The time is out of joint

Hamlet

Hamlet:. . . .Sweare.

Ghost [beneath]: Sweare

[They swear]

Hamlet: Rest, rest perturbed Spirit! So Gentlemen,

With all my loue I doe commend me to you;

And what so poore a man as Hamlet is

Doe t’express his loue and friending to you,

God willing, shall not lacke: Let us goe in together,

And still your fingers on your lippes, I pray.

The time is out of ioynt: Oh cursed spight,

That ever I was borne to set it right.

Nay, come, let’s goe together. [Exeunt]

—Act I, scene v

Maintaining now the spectres of Marx.footnote (But maintaining now [maintenant] without conjuncture. A disjointed or disadjusted now, ‘out of joint’, a disajointed now that always risks maintaining nothing together in the assured conjunction of some context whose border would still be determinable.)

The spectres of Marx. Why this plural? Would there be more than one of them? Plus d’un: this can mean a crowd, if not masses, the horde, or society, or else some population of ghosts with or without a people, some community with or without a leader—but also the less than one of pure and simple dispersion. Without any possible gathering together. Then, if the spectre is always animated by a spirit, one wonders who would dare to speak of a spirit of Marx, or more serious still, of a spirit of Marxism. Not only in order to predict a future for them today, but to appeal even to their multiplicity, or more serious still, to their heterogeneity.

More than a year ago, I had chosen to name the ‘spectres’ by their name starting with the title of this opening lecture. ‘Spectres of Marx’, the common noun and the proper name had thus been printed, they were already on the poster when, very recently, I reread the Manifesto of the Communist Party. I confess it to my shame: I had not done so for decades—and that must tell one something. I knew very well there was a ghost waiting there, and from the opening, from the raising of the curtain. Now, of course, I have just discovered, in truth I have just remembered what must have been haunting my memory: the first noun of the Manifesto, and this time in the singular, is ‘spectre’: ‘A spectre is haunting Europe—the spectre of communism.’ (. . .) It was thus a fault on my part to have put so far out of memory what was the most manifest thing about the Manifesto. What manifests itself in the first place is a spectre, this first paternal character, as powerful as it is unreal, a hallucination or simulacrum that is virtually more actual than what is so blithely called a living presence. Upon rereading the Manifesto and a few other great works of Marx, I said to myself that I knew of few texts in the philosophical tradition, perhaps none, whose lesson seemed more urgent today, provided that one take into account what Marx and Engels themselves say (for example, in Engels’s Preface to the 1888 re-edition) about their own possible ‘ageing’ and their intrinsically irreducible historicity. What other thinker has ever issued a similar warning in such an explicit fashion? Who has ever called for the transformation to come of his own theses? Not only in view of some progressive enrichment of knowledge, which would change nothing in the order of a system, but so as to take into account there, another account, the effects of rupture and restructuration? And so as to incorporate in advance, beyond any possible programming, the unpredictability of new knowledge, new techniques, and new political givens? No text in the tradition seems as lucid concerning the way in which the political is becoming worldwide, concerning the irreducibility of the technical and the media in the current of the most thinking thought—and this goes beyond the railroad and the newspapers of the time whose powers were analysed in such an incomparable way in the Manifesto. And few texts have shed so much light on law, international law, and nationalism.

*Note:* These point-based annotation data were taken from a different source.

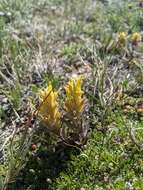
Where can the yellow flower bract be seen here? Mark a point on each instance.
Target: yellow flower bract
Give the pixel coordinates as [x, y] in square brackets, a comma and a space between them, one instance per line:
[49, 109]
[122, 37]
[74, 103]
[136, 37]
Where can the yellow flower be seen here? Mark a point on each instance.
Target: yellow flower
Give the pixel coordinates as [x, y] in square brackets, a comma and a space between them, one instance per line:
[136, 37]
[122, 38]
[74, 103]
[49, 110]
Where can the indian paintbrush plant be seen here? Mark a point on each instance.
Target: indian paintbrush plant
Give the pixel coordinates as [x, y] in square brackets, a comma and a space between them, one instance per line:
[67, 123]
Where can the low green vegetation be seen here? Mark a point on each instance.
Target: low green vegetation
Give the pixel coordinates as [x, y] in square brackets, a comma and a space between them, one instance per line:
[71, 94]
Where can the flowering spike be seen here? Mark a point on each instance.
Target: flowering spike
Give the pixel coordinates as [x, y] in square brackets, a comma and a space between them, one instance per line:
[136, 37]
[49, 110]
[122, 38]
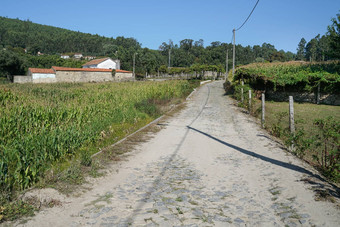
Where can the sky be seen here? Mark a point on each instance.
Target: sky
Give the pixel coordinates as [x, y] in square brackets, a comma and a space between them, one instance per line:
[281, 23]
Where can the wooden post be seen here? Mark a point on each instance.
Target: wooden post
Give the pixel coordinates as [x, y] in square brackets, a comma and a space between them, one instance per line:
[291, 115]
[318, 95]
[242, 98]
[249, 101]
[263, 110]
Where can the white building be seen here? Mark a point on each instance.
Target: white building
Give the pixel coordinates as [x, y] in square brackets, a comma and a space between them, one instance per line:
[78, 55]
[103, 63]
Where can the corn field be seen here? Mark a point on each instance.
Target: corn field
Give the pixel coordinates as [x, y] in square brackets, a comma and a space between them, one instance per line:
[45, 123]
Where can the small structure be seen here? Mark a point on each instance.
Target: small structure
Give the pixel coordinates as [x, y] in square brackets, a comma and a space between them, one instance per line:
[89, 58]
[77, 55]
[42, 75]
[64, 56]
[122, 75]
[63, 74]
[103, 63]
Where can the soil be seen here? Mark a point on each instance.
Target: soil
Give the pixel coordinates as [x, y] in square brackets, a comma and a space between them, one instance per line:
[210, 165]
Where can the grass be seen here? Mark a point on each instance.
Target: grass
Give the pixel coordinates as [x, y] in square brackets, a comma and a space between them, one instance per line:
[305, 114]
[48, 132]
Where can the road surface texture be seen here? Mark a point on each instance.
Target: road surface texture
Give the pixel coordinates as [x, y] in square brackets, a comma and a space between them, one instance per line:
[211, 165]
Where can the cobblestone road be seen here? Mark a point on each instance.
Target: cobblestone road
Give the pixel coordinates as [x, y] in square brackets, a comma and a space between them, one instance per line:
[210, 166]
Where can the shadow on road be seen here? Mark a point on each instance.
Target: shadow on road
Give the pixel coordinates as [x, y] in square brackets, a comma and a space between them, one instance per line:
[334, 191]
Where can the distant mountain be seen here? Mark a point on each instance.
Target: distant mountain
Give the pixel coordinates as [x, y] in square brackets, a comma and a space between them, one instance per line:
[52, 40]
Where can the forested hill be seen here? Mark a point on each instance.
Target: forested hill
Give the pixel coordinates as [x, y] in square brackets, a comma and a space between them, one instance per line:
[15, 35]
[52, 40]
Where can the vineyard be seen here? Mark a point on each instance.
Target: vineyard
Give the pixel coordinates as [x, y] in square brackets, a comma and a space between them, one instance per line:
[42, 124]
[291, 76]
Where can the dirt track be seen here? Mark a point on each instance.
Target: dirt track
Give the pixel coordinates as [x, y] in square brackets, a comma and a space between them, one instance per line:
[210, 166]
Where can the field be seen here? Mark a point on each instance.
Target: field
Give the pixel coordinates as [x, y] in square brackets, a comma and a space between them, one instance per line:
[291, 76]
[317, 136]
[43, 124]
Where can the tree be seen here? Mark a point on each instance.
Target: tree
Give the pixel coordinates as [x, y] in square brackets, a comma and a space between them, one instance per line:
[300, 55]
[334, 37]
[10, 64]
[311, 49]
[323, 47]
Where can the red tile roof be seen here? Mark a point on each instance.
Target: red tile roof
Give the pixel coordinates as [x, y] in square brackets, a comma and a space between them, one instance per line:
[96, 61]
[56, 68]
[45, 71]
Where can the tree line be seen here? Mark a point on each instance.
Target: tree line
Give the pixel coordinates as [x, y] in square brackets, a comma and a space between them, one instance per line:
[321, 48]
[20, 41]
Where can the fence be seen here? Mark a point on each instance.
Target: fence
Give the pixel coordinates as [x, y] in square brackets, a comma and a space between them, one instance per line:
[310, 131]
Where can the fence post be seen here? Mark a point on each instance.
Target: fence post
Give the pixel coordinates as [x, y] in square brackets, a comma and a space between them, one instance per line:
[318, 95]
[263, 110]
[242, 98]
[249, 101]
[291, 115]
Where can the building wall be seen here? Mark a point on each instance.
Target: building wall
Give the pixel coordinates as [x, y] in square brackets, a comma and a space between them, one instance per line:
[108, 64]
[43, 78]
[22, 79]
[124, 76]
[78, 76]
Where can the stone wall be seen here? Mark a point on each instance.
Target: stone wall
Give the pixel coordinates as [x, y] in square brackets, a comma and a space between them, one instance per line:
[119, 76]
[22, 79]
[82, 76]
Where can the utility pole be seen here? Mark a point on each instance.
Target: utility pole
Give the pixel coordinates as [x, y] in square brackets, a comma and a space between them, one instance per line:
[169, 54]
[226, 67]
[169, 57]
[134, 63]
[234, 53]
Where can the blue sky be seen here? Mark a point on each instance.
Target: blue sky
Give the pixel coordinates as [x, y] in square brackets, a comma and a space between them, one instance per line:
[281, 23]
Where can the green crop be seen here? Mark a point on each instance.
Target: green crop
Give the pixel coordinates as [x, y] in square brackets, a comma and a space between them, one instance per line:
[297, 76]
[45, 123]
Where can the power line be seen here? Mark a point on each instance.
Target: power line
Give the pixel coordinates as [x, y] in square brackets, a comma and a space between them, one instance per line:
[248, 16]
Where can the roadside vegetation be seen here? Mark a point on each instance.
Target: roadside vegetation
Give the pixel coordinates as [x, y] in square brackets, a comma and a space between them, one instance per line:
[317, 136]
[48, 132]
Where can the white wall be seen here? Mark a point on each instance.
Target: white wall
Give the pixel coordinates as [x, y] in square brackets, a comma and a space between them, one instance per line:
[107, 64]
[43, 78]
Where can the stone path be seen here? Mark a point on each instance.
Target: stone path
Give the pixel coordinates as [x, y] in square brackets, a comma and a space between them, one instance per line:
[209, 166]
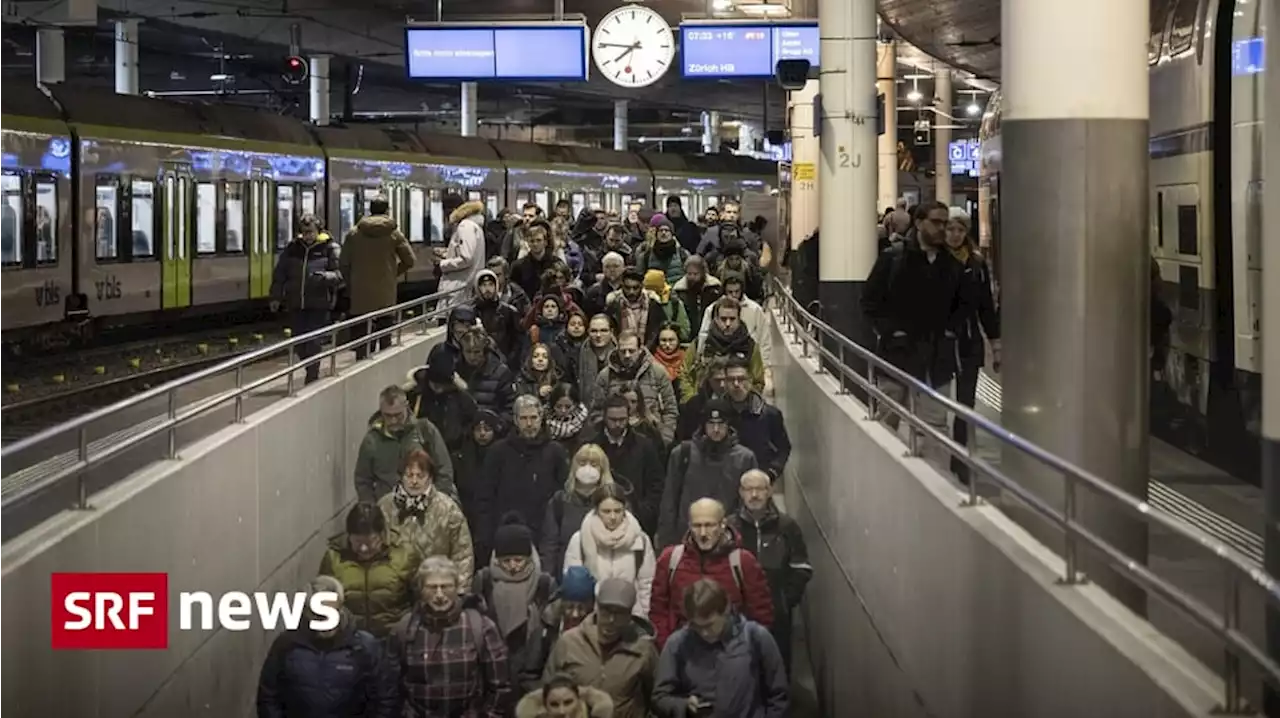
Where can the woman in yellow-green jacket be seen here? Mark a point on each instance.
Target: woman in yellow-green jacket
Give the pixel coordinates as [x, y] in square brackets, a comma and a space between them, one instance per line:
[375, 568]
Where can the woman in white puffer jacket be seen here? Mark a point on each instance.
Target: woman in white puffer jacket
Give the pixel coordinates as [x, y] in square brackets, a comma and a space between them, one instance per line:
[612, 544]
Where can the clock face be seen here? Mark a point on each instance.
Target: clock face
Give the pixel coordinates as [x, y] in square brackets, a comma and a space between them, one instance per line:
[634, 46]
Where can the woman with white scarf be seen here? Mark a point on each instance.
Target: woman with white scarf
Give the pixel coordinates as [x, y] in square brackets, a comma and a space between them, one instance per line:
[611, 544]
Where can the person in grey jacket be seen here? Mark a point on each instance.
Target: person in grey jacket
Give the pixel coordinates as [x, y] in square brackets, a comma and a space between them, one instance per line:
[708, 466]
[393, 433]
[305, 283]
[462, 260]
[720, 664]
[630, 362]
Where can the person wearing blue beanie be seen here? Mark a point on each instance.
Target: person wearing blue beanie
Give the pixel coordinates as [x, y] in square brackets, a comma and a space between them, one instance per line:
[576, 597]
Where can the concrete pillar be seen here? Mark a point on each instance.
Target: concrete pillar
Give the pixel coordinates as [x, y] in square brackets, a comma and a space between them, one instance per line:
[848, 168]
[127, 56]
[804, 164]
[1271, 347]
[886, 83]
[320, 90]
[620, 126]
[942, 123]
[1077, 283]
[470, 111]
[50, 55]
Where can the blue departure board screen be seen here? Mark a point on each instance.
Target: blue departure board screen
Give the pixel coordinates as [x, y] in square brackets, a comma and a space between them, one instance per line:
[741, 50]
[529, 53]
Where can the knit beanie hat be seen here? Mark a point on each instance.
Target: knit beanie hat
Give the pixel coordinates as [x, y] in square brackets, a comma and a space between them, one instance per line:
[512, 538]
[577, 585]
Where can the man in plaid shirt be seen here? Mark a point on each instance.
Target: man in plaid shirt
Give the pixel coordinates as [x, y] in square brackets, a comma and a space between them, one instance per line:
[451, 658]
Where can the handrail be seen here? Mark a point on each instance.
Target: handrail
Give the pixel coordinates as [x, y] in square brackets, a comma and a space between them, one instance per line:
[810, 330]
[417, 311]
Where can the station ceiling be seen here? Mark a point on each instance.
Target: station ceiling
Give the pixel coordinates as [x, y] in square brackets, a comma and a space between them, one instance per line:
[186, 41]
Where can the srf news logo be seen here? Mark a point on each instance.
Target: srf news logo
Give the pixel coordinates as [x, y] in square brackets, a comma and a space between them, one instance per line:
[131, 611]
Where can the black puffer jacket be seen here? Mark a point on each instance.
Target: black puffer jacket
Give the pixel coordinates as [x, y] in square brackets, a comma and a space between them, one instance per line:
[490, 384]
[337, 677]
[519, 475]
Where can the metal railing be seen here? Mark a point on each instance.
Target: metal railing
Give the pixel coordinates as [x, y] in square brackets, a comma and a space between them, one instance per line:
[405, 315]
[813, 334]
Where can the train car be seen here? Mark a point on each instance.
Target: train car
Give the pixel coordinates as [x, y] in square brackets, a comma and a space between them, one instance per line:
[123, 211]
[1206, 224]
[37, 256]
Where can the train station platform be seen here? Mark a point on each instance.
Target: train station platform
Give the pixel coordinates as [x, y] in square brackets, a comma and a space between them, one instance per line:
[922, 603]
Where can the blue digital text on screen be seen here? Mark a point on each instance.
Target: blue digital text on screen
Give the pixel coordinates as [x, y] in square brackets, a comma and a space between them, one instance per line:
[744, 50]
[502, 53]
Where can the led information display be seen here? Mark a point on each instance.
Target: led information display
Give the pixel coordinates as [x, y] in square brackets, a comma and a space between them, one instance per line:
[551, 51]
[726, 50]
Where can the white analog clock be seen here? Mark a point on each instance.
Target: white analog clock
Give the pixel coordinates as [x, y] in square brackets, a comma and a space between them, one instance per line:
[634, 46]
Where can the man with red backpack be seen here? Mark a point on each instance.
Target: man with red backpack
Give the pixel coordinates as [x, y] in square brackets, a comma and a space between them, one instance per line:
[709, 550]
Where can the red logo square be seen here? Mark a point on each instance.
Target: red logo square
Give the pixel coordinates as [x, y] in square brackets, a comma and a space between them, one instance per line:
[109, 611]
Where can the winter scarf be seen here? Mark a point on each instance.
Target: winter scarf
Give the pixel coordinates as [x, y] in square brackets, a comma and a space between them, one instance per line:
[513, 593]
[408, 507]
[567, 428]
[595, 538]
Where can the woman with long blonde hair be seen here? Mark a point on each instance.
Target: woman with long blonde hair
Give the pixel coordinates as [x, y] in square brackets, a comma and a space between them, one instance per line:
[588, 471]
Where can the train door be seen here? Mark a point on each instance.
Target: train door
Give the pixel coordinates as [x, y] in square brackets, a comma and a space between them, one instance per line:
[261, 254]
[176, 250]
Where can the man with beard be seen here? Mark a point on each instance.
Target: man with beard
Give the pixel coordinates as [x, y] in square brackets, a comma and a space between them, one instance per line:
[686, 232]
[636, 310]
[451, 658]
[726, 335]
[498, 318]
[632, 365]
[336, 672]
[666, 255]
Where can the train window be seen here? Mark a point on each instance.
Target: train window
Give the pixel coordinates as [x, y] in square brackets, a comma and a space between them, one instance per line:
[1160, 219]
[206, 218]
[1188, 229]
[283, 215]
[309, 201]
[46, 222]
[106, 201]
[234, 209]
[142, 213]
[437, 218]
[10, 219]
[346, 211]
[416, 215]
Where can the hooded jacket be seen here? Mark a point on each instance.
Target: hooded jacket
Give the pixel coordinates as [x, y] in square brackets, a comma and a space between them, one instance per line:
[339, 676]
[499, 319]
[382, 451]
[378, 593]
[307, 275]
[653, 382]
[700, 469]
[744, 671]
[465, 256]
[594, 704]
[667, 607]
[374, 256]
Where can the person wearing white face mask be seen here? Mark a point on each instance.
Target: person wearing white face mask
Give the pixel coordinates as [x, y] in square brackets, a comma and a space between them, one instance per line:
[612, 544]
[570, 506]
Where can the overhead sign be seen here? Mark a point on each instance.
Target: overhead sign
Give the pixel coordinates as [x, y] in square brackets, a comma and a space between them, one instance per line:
[965, 156]
[711, 50]
[480, 51]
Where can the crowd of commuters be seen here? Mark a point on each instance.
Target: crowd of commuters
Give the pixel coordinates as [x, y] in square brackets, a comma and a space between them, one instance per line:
[567, 510]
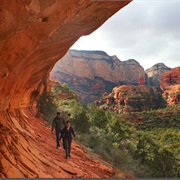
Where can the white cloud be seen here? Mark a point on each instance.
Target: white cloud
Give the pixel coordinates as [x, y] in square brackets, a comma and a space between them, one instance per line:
[148, 31]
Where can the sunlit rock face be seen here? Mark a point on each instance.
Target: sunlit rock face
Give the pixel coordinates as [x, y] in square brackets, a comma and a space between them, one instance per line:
[170, 84]
[91, 73]
[34, 34]
[155, 73]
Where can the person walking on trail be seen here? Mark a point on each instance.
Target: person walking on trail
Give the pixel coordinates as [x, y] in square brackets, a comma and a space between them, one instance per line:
[58, 124]
[68, 119]
[67, 138]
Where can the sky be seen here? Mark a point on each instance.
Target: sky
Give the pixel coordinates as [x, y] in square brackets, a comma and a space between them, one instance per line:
[145, 30]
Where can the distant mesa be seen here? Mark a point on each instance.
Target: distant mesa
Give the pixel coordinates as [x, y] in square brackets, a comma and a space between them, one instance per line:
[155, 73]
[98, 73]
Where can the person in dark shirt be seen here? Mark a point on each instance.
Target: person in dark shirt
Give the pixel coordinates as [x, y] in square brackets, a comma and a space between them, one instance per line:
[67, 138]
[58, 124]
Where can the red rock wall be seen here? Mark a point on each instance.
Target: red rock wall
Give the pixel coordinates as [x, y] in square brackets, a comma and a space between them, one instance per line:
[170, 84]
[34, 34]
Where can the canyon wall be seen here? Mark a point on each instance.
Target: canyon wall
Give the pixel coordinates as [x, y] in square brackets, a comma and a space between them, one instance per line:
[155, 73]
[170, 84]
[34, 34]
[91, 73]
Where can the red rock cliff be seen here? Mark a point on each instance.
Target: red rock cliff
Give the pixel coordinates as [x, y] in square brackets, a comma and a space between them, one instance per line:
[97, 74]
[170, 84]
[34, 34]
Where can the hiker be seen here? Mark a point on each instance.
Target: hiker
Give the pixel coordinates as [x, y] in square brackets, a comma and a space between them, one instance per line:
[67, 138]
[68, 119]
[58, 123]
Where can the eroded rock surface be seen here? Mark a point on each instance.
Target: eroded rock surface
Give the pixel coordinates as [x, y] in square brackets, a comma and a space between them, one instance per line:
[155, 73]
[91, 73]
[34, 34]
[170, 84]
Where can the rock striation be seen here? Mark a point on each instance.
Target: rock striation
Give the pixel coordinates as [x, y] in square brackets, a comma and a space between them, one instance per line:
[128, 98]
[170, 84]
[97, 74]
[155, 73]
[34, 35]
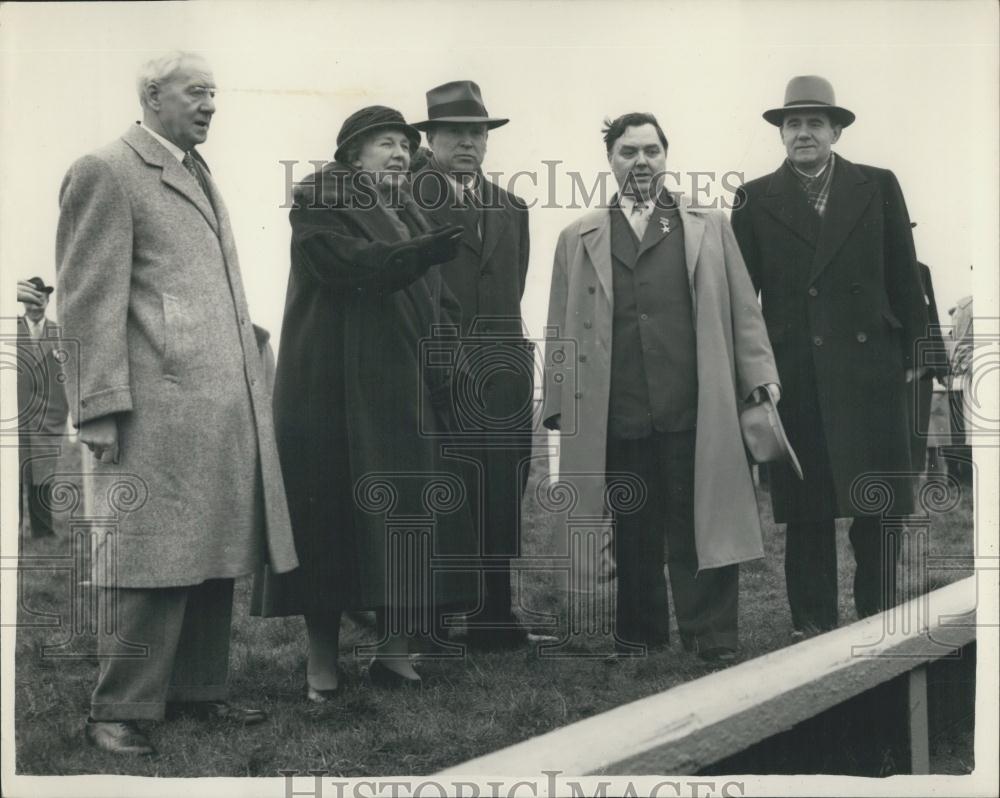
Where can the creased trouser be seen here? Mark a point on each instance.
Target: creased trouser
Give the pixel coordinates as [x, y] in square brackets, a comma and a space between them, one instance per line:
[186, 634]
[705, 603]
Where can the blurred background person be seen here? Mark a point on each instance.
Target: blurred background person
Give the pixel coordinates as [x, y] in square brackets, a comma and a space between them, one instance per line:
[42, 408]
[934, 355]
[351, 402]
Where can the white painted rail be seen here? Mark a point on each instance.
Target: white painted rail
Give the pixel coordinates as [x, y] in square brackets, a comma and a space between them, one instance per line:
[688, 727]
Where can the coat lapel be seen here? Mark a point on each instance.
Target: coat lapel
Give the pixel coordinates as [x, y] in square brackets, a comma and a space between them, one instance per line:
[694, 231]
[786, 201]
[850, 195]
[172, 173]
[495, 218]
[596, 235]
[623, 242]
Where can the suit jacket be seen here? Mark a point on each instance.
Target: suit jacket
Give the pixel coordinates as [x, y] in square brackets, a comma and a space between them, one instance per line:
[42, 408]
[149, 284]
[844, 309]
[733, 358]
[494, 396]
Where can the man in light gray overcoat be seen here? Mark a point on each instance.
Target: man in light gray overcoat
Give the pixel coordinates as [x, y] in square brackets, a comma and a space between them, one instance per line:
[171, 399]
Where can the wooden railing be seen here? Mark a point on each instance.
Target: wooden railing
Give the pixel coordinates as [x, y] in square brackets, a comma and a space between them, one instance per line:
[689, 727]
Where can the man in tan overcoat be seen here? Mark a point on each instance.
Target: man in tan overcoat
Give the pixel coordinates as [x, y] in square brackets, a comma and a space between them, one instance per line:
[171, 399]
[669, 341]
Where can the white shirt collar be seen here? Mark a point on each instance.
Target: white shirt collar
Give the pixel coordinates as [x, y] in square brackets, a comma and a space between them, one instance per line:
[826, 166]
[627, 203]
[172, 148]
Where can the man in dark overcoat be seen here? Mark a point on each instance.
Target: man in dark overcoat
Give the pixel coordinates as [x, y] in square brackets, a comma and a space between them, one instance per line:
[494, 367]
[932, 353]
[829, 247]
[170, 396]
[42, 409]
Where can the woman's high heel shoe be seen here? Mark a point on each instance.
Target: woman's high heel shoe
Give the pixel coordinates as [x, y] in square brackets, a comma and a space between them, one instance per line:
[317, 696]
[381, 676]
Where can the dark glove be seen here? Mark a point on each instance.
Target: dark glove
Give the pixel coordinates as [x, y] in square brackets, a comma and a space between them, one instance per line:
[401, 267]
[438, 246]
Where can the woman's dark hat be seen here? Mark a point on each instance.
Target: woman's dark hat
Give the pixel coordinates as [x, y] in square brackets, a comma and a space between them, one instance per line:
[810, 92]
[458, 101]
[39, 283]
[370, 118]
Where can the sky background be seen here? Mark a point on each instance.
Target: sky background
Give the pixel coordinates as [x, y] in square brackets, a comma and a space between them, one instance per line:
[921, 77]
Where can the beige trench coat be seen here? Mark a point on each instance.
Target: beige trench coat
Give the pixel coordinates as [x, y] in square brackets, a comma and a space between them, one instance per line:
[150, 286]
[733, 354]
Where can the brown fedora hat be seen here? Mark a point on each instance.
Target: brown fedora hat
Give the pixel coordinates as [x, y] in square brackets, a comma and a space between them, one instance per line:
[764, 434]
[458, 101]
[810, 92]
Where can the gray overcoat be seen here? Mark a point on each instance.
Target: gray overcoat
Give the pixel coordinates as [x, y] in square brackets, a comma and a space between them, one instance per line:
[149, 284]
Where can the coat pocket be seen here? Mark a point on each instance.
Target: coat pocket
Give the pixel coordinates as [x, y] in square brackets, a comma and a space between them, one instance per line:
[176, 335]
[890, 319]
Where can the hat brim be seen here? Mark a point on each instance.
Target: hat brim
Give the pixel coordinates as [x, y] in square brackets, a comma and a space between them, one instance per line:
[838, 115]
[411, 132]
[490, 121]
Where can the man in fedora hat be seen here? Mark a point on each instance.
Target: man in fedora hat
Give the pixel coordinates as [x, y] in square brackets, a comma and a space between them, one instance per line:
[170, 396]
[829, 248]
[493, 406]
[670, 343]
[42, 409]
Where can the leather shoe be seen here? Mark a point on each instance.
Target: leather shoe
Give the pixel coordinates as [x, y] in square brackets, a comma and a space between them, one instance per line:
[215, 710]
[118, 737]
[381, 676]
[720, 655]
[318, 696]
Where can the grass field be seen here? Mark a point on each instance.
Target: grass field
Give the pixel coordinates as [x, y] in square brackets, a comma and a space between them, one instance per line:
[467, 708]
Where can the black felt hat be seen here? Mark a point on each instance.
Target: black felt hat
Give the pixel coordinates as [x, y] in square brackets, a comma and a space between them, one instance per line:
[374, 117]
[39, 283]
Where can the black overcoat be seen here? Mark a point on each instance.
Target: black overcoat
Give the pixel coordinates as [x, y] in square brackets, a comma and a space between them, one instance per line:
[494, 389]
[844, 308]
[357, 414]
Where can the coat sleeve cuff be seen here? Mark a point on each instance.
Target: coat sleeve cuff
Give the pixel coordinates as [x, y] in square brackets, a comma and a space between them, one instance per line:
[104, 403]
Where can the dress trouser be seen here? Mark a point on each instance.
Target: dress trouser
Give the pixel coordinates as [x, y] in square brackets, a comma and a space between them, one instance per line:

It will always be a fault not to read and reread and discuss Marx—which is to say also a few others—and to go beyond scholarly ‘reading’ or ‘discussion’. It will be more and more a fault, a failing of theoretical, philosophical, political responsibility. When the dogma machine and the ‘Marxist’ ideological apparatuses (states, parties, cells, unions and other places of doctrinal production) are in the process of disappearing, we no longer have any excuse, only alibis, for turning away from this responsibility. There will be no future without this. Not without Marx, no future without Marx, without the memory and the inheritance of Marx: in any case of a certain Marx, of his genius, of at least one of his spirits. For this will be our hypothesis or rather our bias: there is more than one of them, there must be more than one of them.

Nevertheless, among all the temptations I will have to resist today, there would be the temptation of memory: to recount what was for me, and for those of my generation who shared it during a whole life-time, the experience of Marxism, the quasi-paternal figure of Marx, the way it fought in us with other filiations, the reading of texts and the interpretation of a world in which the Marxist inheritance was—and still remains, and so it will remain—absolutely and thoroughly determinate. One need not be a Marxist or a communist in order to accept this obvious fact. We all live in a world, some would say a culture, that still bears, at an incalculable depth, the mark of this inheritance, whether in a directly visible fashion or not.